Measurement and Application of Topological Information in Physically and Virtually Segmented Scintillators

Abstract

Spatial information about the interaction of radiation and matter within a scintillation detector, also known as event topology, can be obtained from various detector designs. This work explores a new application of event topology for spectroscopy in extreme pileup environments, and a novel technique for measuring event topology through stochastic confinement of scintillation photons.

The determination of the spectral characteristics of a polyenergetic beam of radiation traditionally depends upon resolving the interactions of individual particles, and then correlating features of the resulting distribution of energy deposition to the energy of the incident particles. In environments in which many particles arrive at the detector simultaneously, it can be very difficult to discern the interactions of individual particles. A study detailing a new technique to address this problem is presented, wherein an incident beam of gamma rays is first Compton scattered, and then a physically segmented scintillation detector system is used to measure the topology of scattered gamma rays. The distribution of scattered gamma rays carries information about the incident beam, from which the spectral characteristics can be reconstructed. This technique could be applied to characterize laser-driven inverse-Compton scattering sources, which produce a short but intense burst of collimated, quasi-monoenergetic photons.

In a typical scintillation detector, the scintillation light may reflect many times within the volume before being collected and converted to an electronic signal, usually with a single photosensor. A consequence of this is that the detailed location of interaction is often difficult to reconstruct.
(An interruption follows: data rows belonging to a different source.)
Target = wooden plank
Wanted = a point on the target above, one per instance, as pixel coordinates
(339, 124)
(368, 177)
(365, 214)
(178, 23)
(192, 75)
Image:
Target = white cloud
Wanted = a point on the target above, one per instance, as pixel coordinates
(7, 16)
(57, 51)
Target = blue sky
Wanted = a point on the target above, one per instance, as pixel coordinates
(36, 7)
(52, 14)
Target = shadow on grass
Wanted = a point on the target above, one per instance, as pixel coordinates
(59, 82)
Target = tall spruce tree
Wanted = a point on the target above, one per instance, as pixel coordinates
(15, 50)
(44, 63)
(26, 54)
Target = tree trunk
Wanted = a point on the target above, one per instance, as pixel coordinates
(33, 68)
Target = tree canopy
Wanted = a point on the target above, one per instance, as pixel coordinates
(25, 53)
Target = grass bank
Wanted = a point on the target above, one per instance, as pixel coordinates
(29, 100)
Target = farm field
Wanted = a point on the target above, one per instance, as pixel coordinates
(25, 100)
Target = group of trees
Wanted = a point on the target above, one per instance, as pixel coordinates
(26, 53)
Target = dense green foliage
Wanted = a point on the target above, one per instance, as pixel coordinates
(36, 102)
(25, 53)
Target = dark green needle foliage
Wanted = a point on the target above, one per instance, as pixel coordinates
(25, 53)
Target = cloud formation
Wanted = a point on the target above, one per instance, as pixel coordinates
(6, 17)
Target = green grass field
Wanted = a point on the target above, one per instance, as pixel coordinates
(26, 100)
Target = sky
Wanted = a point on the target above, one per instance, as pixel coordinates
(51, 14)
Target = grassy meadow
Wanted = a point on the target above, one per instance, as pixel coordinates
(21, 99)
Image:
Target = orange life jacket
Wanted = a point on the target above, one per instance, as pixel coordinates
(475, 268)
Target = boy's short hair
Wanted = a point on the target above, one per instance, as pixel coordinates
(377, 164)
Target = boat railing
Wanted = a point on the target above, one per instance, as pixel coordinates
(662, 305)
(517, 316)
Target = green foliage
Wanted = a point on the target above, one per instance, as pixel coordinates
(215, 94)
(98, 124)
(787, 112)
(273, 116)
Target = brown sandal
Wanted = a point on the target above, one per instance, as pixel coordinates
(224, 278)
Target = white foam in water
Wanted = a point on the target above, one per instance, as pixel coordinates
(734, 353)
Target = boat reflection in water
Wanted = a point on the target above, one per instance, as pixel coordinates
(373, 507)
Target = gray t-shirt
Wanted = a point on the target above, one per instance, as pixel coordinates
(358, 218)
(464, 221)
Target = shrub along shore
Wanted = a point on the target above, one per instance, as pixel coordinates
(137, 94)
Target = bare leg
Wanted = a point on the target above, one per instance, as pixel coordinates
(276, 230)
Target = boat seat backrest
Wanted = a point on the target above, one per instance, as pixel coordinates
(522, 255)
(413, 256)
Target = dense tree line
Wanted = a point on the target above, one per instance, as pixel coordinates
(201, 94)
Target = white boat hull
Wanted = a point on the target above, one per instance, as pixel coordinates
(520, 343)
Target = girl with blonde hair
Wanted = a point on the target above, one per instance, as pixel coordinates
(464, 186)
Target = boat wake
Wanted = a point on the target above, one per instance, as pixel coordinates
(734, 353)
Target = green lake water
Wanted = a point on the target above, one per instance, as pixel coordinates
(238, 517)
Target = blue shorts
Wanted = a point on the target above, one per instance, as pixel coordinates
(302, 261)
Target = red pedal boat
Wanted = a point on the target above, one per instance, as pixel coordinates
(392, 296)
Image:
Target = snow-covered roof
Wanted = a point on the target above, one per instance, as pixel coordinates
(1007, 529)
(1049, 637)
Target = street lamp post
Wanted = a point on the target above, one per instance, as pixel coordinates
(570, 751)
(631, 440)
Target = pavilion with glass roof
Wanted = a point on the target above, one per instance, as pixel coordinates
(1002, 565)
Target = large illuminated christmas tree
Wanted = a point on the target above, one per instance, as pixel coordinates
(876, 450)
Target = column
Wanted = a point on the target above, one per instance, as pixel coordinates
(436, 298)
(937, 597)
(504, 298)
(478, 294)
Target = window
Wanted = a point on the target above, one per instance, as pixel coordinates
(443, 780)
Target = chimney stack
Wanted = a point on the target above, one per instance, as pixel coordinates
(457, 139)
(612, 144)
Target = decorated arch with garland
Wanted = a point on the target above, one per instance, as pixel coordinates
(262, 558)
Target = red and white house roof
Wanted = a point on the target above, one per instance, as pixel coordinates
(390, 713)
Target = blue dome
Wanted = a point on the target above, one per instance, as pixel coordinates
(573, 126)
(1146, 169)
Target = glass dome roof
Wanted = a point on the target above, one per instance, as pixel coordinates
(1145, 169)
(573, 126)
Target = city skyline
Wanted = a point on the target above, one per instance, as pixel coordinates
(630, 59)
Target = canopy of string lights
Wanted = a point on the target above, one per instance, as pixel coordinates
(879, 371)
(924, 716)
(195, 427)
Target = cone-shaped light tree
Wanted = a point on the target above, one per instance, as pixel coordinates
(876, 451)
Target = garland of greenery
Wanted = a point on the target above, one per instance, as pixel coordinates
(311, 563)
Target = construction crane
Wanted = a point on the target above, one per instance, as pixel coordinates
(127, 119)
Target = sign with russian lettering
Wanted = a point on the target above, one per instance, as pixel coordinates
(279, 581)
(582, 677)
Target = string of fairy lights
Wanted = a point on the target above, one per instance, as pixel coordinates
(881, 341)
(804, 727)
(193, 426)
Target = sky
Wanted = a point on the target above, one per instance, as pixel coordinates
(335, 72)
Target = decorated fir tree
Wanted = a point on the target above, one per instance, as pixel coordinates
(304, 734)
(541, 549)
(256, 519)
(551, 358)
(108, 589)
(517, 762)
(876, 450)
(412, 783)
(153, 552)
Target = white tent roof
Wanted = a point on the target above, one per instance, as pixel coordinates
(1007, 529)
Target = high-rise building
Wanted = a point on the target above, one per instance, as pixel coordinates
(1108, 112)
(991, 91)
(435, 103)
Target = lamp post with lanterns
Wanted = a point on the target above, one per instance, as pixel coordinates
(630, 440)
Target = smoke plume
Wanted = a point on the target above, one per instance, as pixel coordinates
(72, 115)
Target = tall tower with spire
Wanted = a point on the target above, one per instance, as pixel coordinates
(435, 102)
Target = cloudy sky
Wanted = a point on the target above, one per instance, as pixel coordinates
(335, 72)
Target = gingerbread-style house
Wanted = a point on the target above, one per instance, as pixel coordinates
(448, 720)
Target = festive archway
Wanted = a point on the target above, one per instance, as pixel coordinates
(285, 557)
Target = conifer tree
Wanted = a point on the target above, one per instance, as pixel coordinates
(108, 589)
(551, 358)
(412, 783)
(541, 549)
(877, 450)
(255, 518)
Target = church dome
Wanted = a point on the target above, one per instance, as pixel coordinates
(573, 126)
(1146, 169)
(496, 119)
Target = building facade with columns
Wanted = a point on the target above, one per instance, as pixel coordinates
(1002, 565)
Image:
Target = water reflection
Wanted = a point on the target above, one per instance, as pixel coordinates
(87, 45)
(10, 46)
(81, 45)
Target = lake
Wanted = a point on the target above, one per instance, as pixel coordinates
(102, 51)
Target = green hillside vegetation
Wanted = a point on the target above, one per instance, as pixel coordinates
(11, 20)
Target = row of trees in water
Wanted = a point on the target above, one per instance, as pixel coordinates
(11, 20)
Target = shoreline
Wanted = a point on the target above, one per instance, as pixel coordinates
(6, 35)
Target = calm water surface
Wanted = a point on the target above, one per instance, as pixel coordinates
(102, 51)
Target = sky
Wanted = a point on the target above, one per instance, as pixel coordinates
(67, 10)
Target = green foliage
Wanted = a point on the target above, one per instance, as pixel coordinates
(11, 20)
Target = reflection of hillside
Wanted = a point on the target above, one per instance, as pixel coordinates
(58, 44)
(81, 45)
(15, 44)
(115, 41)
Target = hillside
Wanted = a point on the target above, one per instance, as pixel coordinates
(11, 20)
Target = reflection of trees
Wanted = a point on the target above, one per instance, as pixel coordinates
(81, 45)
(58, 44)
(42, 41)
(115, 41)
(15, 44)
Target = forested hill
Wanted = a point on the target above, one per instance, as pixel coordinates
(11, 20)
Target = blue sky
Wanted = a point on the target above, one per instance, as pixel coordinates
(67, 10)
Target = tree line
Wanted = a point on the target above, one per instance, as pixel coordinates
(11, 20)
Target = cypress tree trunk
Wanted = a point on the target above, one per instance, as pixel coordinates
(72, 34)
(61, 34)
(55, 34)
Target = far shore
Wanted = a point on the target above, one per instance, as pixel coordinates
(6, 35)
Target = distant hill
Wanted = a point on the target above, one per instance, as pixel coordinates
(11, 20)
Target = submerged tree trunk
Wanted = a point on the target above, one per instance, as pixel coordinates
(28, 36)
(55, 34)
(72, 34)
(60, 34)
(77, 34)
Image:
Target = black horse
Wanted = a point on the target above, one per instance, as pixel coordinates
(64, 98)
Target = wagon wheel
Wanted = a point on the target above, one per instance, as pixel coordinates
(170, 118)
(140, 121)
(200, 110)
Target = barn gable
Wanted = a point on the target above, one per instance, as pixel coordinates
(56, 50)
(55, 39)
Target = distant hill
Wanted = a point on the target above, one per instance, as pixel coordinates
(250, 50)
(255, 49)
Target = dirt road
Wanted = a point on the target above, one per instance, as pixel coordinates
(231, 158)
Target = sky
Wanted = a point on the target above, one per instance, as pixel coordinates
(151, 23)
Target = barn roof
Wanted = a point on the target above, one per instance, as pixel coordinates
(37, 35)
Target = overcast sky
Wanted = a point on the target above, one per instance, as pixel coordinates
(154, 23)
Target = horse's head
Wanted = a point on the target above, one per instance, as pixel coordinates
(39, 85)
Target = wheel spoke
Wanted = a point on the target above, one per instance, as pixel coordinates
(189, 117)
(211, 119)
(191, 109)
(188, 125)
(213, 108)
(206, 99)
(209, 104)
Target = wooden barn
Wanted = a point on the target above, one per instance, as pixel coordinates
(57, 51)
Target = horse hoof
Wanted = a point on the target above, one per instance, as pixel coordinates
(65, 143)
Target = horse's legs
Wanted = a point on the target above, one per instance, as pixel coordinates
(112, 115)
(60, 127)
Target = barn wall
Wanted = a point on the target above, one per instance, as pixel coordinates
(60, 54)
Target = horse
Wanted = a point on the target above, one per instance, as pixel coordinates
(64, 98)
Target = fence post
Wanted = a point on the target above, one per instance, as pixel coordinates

Measuring the event topology in scintillation detectors can be accomplished by physically segmenting the volume into voxels, or by recording the spatial and/or temporal distribution of light arriving at multiple photosensors surrounding an un-voxelized scintillator volume. The first method generally requires many channels and can be difficult to fabricate, while the second method can be inefficient and suffer from poor spatial resolution. This thesis investigates a new method for measuring event topology based on opaque scintillators. In opaque scintillation detectors, virtual voxelization can be achieved by repeatedly scattering the scintillation photons, such that they are effectively confined to a small lightball around their origin. Then the photons can be collected by a lattice of wavelength-shifting fibers. The theory and simulation of light transport and collection in such a system are presented, and an experiment is described that measured the absolute efficiency of light collection from an opaque liquid to validate the simulation. Two prototypes are described and characterized, based on the wax-based opaque scintillator and the opaque water-based liquid scintillator. The key result is the demonstration of reconstruction of the position of point-like events with a precision of 4.4 mm, corresponding to approximately 25% of the fiber spacing. The resulting fine voxelization could benefit applications that require topological reconstruction and scaling to large volumes, including antineutrino detection, gamma-ray, neutron, and muon imaging, and positron-emission tomography.